Conwell, the youngest member of the 2016 Men’s USA Boxing Team, is just a year into his professional career and still maintains the integrity and solid defense strategy from his amateur days. And yet he’s fun to watch. He knows how to absorb punches without sustaining damage, and he has an impeccable sense of when to go for the kill.

He has won all five of his professional fights by TKO.

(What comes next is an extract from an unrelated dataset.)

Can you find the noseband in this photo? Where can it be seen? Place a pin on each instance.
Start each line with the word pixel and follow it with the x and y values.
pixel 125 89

Roque Zapata is a jumpy fighter and throws punches as if his fists were just the extensions of his unraveled nerve endings. He moves wildly and can be dangerous. He may not be as skilled a boxer as Conwell, but he’s one of those fighters who could get hit in the face with a block of cement and barely flinch. He often unleashes his most brutal attacks on opponents after he has sustained significant damage himself.

Conwell has the reach advantage over Zapata, but Zapata has fought taller men before and beaten them. Plus, Zapata is unpredictable. He could give the fundamentally more sound Conwell a hard time.

Junior Fa (12-0) vs. Fred Latham (9-0-2); heavyweight

Fa, a New Zealander, made his professional boxing debut in February of 2016. Since then, he’s kept busy—extremely busy. In just over a year, he’s fought twelve times. That’s a remarkable number of fights for a boxer in today’s age—or in any age, for that matter. Fa is tough and brutal.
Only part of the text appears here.